Miller v. WarnerAnnotate this Case
433 S.W.2d 259 (1968)
Ronald B. MILLER and Carol M. Miller, Husband and Wife, and Alonzo W. Durham and Mildred F. Durham, Husband and Wife, Respondents, v. Leland F. WARNER and Joyce E. Warner, Husband and Wife, Appellants.
Supreme Court of Missouri, Division No. 1.
November 12, 1968.
*260 Clerk & Ochsner, Melville A. Ochsner, St. Louis, for appellants.
McQuie & Deiter, Montgomery City, for respondents.
Action to establish and quiet title to real estate by adverse possession under Section 516.010, V.A.M.S.
Respondents, in a petition filed November 3, 1966, alleged adverse, open, exclusive, continuous, hostile, and notorious possession since May 4, 1940, of the disputed strip of land, and prayed that title to the strip be quieted in them. Appellants, in answer and counterclaim, denied the petition, alleged a fee simple ownership of the disputed land, and prayed for ejectment of respondents from the land and for damages for wrongful detention. Respondents' reply denied the counterclaim, and they counterclaimed alternatively for compensation for improvements made in good faith prior to notice of appellants' claim. See Rules 89.16 to 89.21, V.A.M.R. (Sections 524.160 to 524.210, V.A.M.S.) Appellants' reply denied the alternative counterclaim.

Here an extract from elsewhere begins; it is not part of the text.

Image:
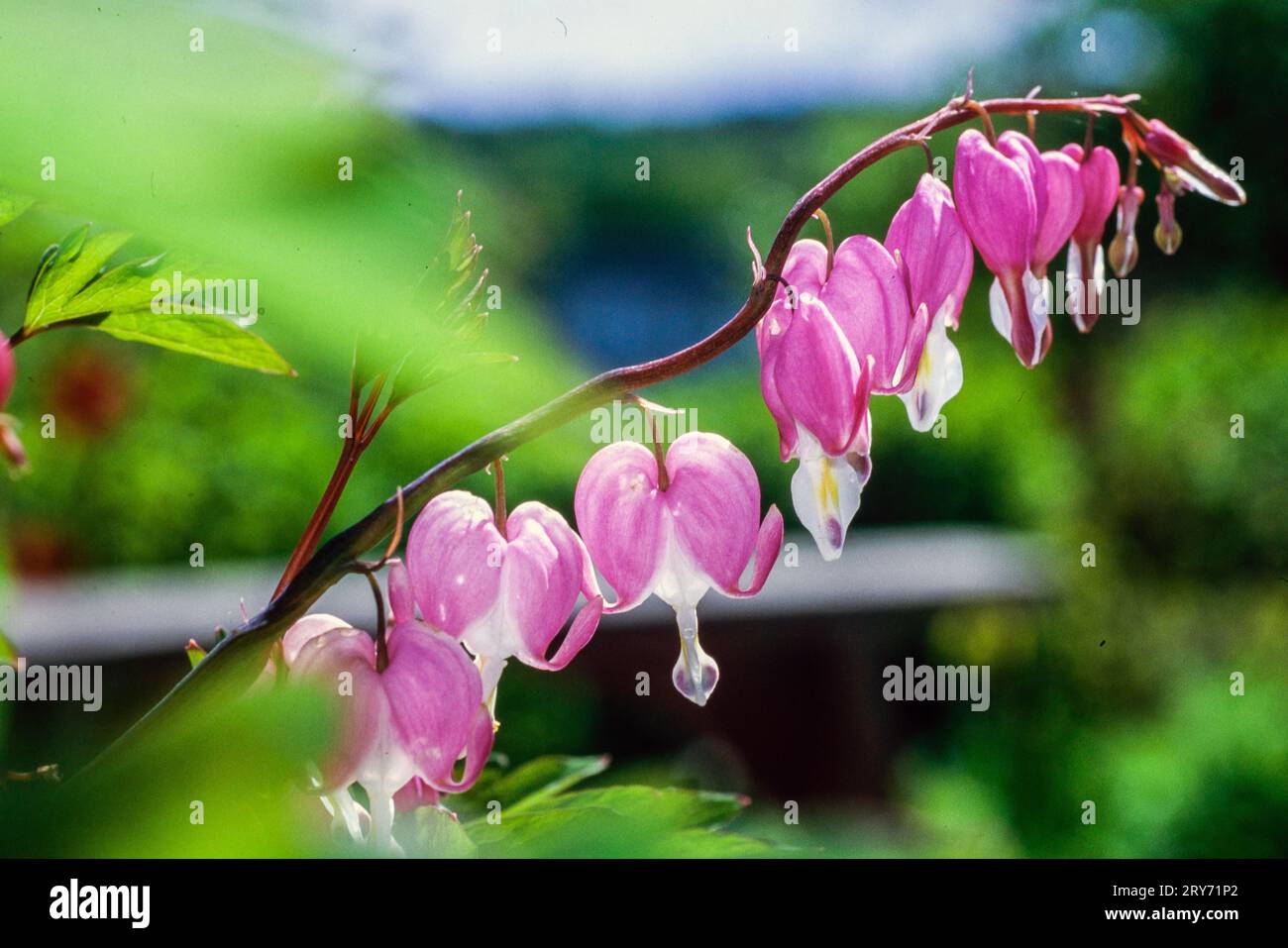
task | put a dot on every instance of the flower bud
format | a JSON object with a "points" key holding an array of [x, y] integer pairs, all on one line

The judgment found all issues for respondents and quieted title to the disputed premises in respondents.
On August 23, 1939, Amelia Bolliger, by warranty deed from the Hagemeier heirs, acquired title to land in Warren County, Missouri, described as all that part of the Southeast Quarter and all that part of the Northeast Quarter of Section 19, Township 47 North, Range 1 West, lying south of the railroad right of way except about 32 acres previously deeded to the railroad.
*261 On May 4, 1940, Amelia Bolliger deeded the north part of her above property to Oscar W. and Marjorie W. Loddeke by deed which described the land conveyed as the Northeast Quarter of the Southeast Quarter and all that part of the Southeast Quarter of the Northeast Quarter lying south of the railroad, all in Section 19, Township 47, Range 1 West, containing 50 acres more or less.
On December 29, 1951, through subsequent conveyances, respondents Alonzo W. and Mildred F. Durham acquired title to the north tract; and on April 14, 1962, they conveyed to respondents Ronald B. and Carol M. Miller a part of the tract described as one acre in the Southeast corner of the Northeast Quarter of the Southeast Quarter of Section 19, Township 47 North, Range 1 West, and more particularly described by metes and bounds. The Millers are the son-in-law and daughter of the Durhams. In 1963 they began construction of a dwelling house on the 1-acre tract and, in April, 1964, they moved into their new home. Respondents thought the dwelling was being erected on land conveyed to the Millers by the Durhams but it is on the disputed strip of land.
On August 18, 1942, Amelia Bolliger deeded the south part of her property, acquired from the Hagemeier heirs, to Huston J. and Gladys Martin by deed which described the land conveyed as the South half of the Southeast Quarter of Section 19, Township 47, Range 1 West, containing 80 acres more or less.
On August 19, 1961, through subsequent conveyances, including passage through A. L. and Gertrude Goddard, appellants acquired title to the south tract. Appellants subsequently conveyed 61.40 acres in the south part of their tract, but retained the land immediately south of that held by respondents, and respondents' south line is a common boundary with the north line of appellants' remaining property.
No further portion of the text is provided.